先日、大々的に報道されましたが、2023年5月にカンボジア・プノンペンで開催されるシーゲーム(SouthEast Asia Game/SEA GAME)にて、カンボジアは「ムエタイの起源はカンボジアであり、ムエタイの名称は使用せずにカンボジアの伝統格闘技である”クンクメール”の呼称、競技名で開催する。」と宣言… それを受けてタイでは、シーゲームのムエ競技へのタイ代表チームの不参加を表明するなど、両国間の関係が非常に芳しくない状態になってしまっています…
https://news.yahoo.co.jp/articles/0db563537e35b43db87d54aaf723e552ff99fbf7
カンボジア側の主張では、ムエタイ界のスーパースター、ブアカーオ・バンチャークもカンボジアの血を引くカンボジア人であるということです…

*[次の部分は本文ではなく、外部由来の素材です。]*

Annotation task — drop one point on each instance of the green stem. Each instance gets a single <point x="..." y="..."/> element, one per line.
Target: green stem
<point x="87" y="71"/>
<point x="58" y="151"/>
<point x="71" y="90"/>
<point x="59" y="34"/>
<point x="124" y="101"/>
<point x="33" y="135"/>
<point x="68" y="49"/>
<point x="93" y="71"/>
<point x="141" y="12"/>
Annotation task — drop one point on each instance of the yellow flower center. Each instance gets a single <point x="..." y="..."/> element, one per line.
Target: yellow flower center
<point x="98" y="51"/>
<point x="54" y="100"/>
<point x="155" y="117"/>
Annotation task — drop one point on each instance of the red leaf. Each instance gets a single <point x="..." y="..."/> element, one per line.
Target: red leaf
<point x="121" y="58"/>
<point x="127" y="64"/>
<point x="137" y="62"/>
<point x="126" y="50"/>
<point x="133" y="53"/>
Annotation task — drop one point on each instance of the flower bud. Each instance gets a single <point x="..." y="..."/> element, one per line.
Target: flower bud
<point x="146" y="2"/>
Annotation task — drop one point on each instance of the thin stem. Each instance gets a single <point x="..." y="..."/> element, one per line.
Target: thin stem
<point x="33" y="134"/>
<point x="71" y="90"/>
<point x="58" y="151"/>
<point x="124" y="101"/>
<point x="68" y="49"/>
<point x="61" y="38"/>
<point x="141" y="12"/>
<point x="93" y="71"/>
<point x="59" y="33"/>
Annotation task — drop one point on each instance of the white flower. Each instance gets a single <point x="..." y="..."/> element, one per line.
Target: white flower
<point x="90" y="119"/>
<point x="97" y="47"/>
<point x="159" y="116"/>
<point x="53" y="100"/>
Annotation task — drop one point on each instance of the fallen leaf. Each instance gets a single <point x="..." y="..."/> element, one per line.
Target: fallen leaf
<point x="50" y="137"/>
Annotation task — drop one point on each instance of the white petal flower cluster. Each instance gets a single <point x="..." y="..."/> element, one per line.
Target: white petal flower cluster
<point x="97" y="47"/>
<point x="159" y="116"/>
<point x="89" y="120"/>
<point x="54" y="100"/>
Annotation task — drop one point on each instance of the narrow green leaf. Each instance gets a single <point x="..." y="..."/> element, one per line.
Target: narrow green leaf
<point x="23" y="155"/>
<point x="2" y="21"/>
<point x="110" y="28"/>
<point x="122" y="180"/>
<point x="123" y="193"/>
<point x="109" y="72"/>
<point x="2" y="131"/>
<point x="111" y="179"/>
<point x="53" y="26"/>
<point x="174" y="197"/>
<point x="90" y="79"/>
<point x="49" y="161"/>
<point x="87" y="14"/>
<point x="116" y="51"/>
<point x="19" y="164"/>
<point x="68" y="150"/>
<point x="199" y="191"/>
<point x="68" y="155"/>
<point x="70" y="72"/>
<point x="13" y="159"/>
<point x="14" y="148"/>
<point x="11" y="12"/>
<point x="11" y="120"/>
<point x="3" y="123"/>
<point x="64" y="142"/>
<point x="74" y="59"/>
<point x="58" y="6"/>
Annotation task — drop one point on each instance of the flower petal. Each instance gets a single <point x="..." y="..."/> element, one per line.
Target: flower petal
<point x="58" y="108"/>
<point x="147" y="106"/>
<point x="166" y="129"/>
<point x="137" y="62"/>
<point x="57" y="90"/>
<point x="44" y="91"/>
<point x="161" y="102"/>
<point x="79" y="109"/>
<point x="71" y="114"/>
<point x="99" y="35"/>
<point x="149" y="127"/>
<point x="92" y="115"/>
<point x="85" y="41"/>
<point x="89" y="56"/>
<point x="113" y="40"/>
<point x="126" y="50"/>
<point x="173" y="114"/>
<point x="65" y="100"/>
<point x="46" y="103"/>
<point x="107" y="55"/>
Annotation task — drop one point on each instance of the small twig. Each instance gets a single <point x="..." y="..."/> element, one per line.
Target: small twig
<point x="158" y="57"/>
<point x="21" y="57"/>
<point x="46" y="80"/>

(ブアカーオはハッキリと自身はタイ国民であると表明)
☝︎クンクメールの演舞
つい先日の報道では、カンボジア人のSNSでムエタイの父であるナーイカノムトムはタイ人ではなく、カンボジア人である…という投稿があったとのこと…カンボジア側の主張がどんどんエキサイトしてきている印象です。
タイはムエタイ、カンボジアはクンクメール、ミャンマーはミャンマーラウェイ、ラオスはムエラオと各国それぞれに発展してきた伝統格闘術があります。より国際的に競技、伝統格闘術が広がるように各国が独自に努力・活動していけば良いのではないでしょうか…
☝︎今や世界中に広まったタイの国技ムエタイ。タイ国が長い歴史を持って発展させてきた事実は世界中が認めるところでしょう。
ムエタイ界は他にもザワザワというか、なにかと騒がしいニュースが度々ありますね…
ルムピニースタジアムで今年の1月20日からスタートした「ONE Lumpinee」も、ムエ法に沿っていない独自のルールを採用しながらムエタイと名乗って開催されているのは違法だと、タイ国プロムエタイ協会の理事からムエスポーツ委員会へ意見書が提出されたりしており、今後どのような対応をするのかが注目されます。
☝︎チャトリ・シットヨートンCEO
©️ONE Championship
ONE ChampionshipのチャトリーCEOは、激しい試合を展開した選手に対して5万ドル(約650万円)の特別ボーナスを出したり、タイ国内の小さなムエタイジムへの支援で1ジムにつき50万バーツ(約200万円)を40ジムに寄付するなどムエタイ界へお金が落ちる活動を活発化させています。お金を使うことで活性化させ、ギャンブルとムエタイを切り離してギャンブラーからのチップではなく、激しい良い試合をすれば主催者側から特別ボーナスが支給されるシステムは非常に良いことだと思います。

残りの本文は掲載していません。